Compensation management has changed quite a bit in recent years. The early pandemic saw pay cuts, deferred or canceled raise cycles, and a lot of uncertainty about when things would go back to normal.
Once we adapted to our “next normal”, it became increasingly clear that remote compensation policies needed to be formalized in the new future of work. Fast forward to today, and compensation pros are facing a different set of challenges to overcome in 2023.
1. Rapid wage growth
Compensation budgets in the U.S. are expected to increase 4.6% in 2023, up from 4.2% in 2022, due to inflationary pressures and the talent shortage. This is quite a jump from the 3% increases most commonly seen in the pre-pandemic world of work.

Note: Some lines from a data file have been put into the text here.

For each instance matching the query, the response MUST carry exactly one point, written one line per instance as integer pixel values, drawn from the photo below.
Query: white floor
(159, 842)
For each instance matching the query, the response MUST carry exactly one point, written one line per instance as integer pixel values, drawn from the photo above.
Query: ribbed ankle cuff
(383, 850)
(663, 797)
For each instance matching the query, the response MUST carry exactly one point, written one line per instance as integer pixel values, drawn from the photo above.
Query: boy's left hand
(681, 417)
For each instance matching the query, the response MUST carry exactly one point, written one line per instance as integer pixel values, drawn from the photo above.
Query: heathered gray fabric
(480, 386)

But this may not be enough to retain workers. Inflation is up 6.5% over last year, leading to a cost-of-living crisis. Covering monthly expenses is workers’ top concern, as two-thirds say economic conditions are creating financial stress. Many workers are seeking out new opportunities to earn more — and it’s paying off. The average job switcher saw a 7.7% increase in pay over the last year.
Rapid wage growth can create challenges for hiring and retention if your salary ranges aren’t keeping up. Plan to update your ranges — and adjust employee compensation — once or twice in 2023 to uphold your compensation strategy and remain competitive.
2. Economic uncertainty
Executives worldwide say labor shortages and talent retention are among their biggest challenges, but slow growth and a recession are their top external worries for 2023. Most company leaders (51% of CEOs worldwide and 60% of CEOs in the US) don’t think the economy will improve until late 2023 or mid-2024. This may impact your compensation budget, particularly in industries most affected by hiring freezes and layoffs.

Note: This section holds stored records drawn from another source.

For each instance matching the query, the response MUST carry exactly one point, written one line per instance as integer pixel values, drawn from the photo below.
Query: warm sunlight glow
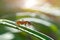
(30, 3)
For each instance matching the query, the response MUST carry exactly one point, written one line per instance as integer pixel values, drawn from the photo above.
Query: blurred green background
(7, 33)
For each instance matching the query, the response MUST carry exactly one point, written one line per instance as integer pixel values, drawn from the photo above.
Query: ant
(23, 22)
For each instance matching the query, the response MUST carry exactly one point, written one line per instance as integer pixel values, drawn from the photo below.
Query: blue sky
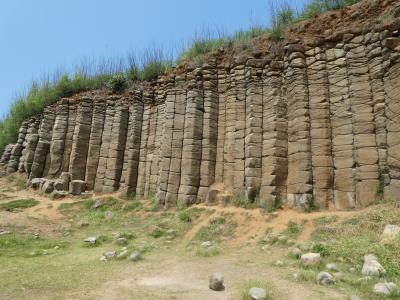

If you can’t get the salary increase budget you need to execute your compensation strategy, consider how you will allocate the budget you do have. This could include larger raises for your top performers, spot bonuses, or an equity-only cycle.
It’s also a good idea to use Total Rewards Statements to demonstrate the value of your benefits and any stock options your employees receive in addition to their salary. Many employers have been investing more in a competitive benefits package in recent years, and quantifying those benefits can help you retain talent.
3. Pay equity legislation
Pay equity legislation is changing quickly, including new pay transparency laws in California, New York, Rhode Island, and Washington. It can be challenging to stay on top of these changes — particularly if you have a distributed workforce.
For example, California employers must:
- Share salary range information with current and prospective employees
- Include salary information in job postings
- Maintain detailed pay records
- Never ask a candidate’s salary history or use salary history information to create employment offers
- Report on the number of employees by race, ethnicity, and sex in specified job categories and how they fall within pay bands, as well as the average pay for each demographic group
Following pay equity best practices are a good first step, but they’ll only get you so far. Make sure someone on your team owns pay equity compliance in 2023 and beyond.
Want to learn more about pay equity legislation and best practices to ensure compliance? Download our free eBook, Pay Equity: The Ultimate Guide.
4. Quiet hiring
In what’s been dubbed “quiet hiring,” employers are increasingly changing employee responsibilities to fill vacant roles or skill gaps rather than hiring externally. This can be a great move for employee development and retention, though it can (and most likely should) impact compensation.
Changing someone’s responsibilities can bump them into the next job level, but your compensation team may not be made aware of these changes. This can cause compliance trouble as many pay equity laws require equal pay for “substantially equal work.”
Unfair pay practices can also impact:
- Recruitment. Candidates are 75% more likely to apply for a job if a company has a reputation for paying fairly.
- Morale. Four in five workers feel more engaged and fulfilled by their work when they are paid fairly, and 81% say they are more productive and loyal to their employers.
- Retention. One in four workers who found out they were being paid less than a colleague of a different gender or race said they started looking for a new job.
Make sure managers know that career growth is encouraged and that a compensation review should be conducted as employee responsibilities change. This can help your team stay on top of these important changes.
Final thoughts: Compensation challenges can become opportunities
Compensation pros have overcome many challenges in recent years and you will undoubtedly continue to adapt to new challenges as they arise. In doing so, you may find that these challenges can be opportunities to improve the way your organization operates. More frequent review cycles, better compensation communication, pay equity, and internal mobility are all net-positive for your team members and your support makes them possible.